PCI was performed via bilateral femoral approach with 7Fr right femoral artery and 6Fr left femoral artery as contralateral injection. 7Fr EBU 3.0 was engaged to the left system and 6Fr JR4 to the right system. Total of 10,000U intracoronary Heparin and Clopidogrel 300mg given. Attempted to wire ostial LAD with Runthrough floppy but failed and wired to distal LCX instead. Then used Sion wire through microcatheter(MC) Turnpike LP but still unsuccessful and changed to MC Crusade and wired to ramus intermedia with Sion blue but unable to wire to LAD with Fielder XT-R. We then predilated ostial LCX to distal LM with NC 2.0 x 8mm. Then used MC Finecross with CROSS-IT 100 XT wire but still unable to cross and eventually used Gaia Second and successfully managed to cross the lesion. We predilated mid LAD(MLAD) with NC 2.0 x 8 mm and proximal LAD(PLAD) to LM with NC 2.75 x 12 mm. Stented MLAD to PLAD with DES Promus Premier 2.25 x 24 mm and proximal LCX to LM with DES Promus Premier 3.5 x 20 mm. Postdilated MLAD stent with NC 2.0 x 8 mm. Stented PLAD to ostial LM with DES Xience Xpedition 4.0 x 15mm.
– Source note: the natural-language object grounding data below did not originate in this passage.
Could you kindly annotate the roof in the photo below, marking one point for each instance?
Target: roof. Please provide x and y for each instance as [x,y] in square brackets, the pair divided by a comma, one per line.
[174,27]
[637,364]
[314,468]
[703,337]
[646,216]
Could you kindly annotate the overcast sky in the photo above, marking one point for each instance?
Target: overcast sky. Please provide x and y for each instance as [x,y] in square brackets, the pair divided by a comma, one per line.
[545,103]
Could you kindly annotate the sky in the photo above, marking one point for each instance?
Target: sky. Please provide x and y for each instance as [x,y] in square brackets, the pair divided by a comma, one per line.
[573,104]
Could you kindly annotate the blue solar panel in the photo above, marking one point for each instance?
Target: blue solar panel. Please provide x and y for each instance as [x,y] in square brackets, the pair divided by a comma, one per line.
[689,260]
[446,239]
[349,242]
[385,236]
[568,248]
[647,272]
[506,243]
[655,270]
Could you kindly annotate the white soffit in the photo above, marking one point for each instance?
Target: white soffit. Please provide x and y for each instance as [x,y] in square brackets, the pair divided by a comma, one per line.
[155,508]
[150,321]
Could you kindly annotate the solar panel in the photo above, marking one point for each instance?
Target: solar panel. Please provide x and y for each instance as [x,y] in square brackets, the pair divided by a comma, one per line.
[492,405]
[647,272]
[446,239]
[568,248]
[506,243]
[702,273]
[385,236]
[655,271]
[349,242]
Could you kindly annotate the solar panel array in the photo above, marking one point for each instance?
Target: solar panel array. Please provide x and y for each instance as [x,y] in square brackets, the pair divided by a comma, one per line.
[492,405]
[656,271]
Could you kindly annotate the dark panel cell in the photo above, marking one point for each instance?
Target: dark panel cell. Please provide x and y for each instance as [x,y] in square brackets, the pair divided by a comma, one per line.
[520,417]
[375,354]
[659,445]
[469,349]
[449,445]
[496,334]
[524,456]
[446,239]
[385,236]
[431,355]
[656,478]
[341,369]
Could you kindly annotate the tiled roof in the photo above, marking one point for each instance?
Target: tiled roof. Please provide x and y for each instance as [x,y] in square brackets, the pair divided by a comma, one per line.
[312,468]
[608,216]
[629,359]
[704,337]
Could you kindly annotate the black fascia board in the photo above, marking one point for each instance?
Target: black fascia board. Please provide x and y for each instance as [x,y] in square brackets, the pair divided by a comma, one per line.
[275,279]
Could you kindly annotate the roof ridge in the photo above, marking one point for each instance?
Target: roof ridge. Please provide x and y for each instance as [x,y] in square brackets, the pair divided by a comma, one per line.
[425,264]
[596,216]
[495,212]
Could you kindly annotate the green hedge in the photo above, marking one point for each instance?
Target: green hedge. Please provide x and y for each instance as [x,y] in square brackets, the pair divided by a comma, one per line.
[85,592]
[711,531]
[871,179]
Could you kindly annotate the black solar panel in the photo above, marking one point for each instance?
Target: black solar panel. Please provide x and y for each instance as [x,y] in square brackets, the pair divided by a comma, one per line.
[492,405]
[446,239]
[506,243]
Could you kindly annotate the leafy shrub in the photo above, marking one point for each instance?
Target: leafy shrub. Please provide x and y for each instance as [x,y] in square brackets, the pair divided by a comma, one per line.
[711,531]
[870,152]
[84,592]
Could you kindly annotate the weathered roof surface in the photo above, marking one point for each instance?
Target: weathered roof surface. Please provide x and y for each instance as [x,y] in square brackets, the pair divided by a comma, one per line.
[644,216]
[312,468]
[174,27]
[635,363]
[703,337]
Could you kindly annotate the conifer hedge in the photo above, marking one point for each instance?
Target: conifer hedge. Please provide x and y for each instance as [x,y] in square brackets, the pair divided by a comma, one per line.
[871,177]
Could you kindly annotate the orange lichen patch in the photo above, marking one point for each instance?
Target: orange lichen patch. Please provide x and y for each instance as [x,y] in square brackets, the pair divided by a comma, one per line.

First kissing balloon inflations(KBI) performed with NC 3.75 x 12 mm in LAD and and NC 3.5 x 12 mm in LCX. POT with NC 4.0 x 8 mm in LM. Rewired to LCX with difficulty with Fielder XT-R and second KBI done with similar previous balloon profiles (Mini-crush technique). Re-POT LM with NC 4.0 x 8 mm. IVUS performed pre and post-procedure. Final result was good, no dissection and TIMI 3 flow.
LAD TRUE LUMEN.wmv

Case Summary

Upfront two-stent strategy of left main bifurcation disease is the preferred strategy for a more complex left main anatomy, especially with DK crush technique due to better long-term outcome as illustrated in DKCRUSH-V study. Unfortunately, we have to modify our strategy to Mini crush technique due to difficult wiring to side branch for the sake of patient's safety due to already high amount of contrast and long procedure time.  IVUS guidance in left main PCI is well established and plays an important role in improving long term outcome. CTO did complicate this already complex LM bifurcation PCI and contributed to long procedure and high contrast volume.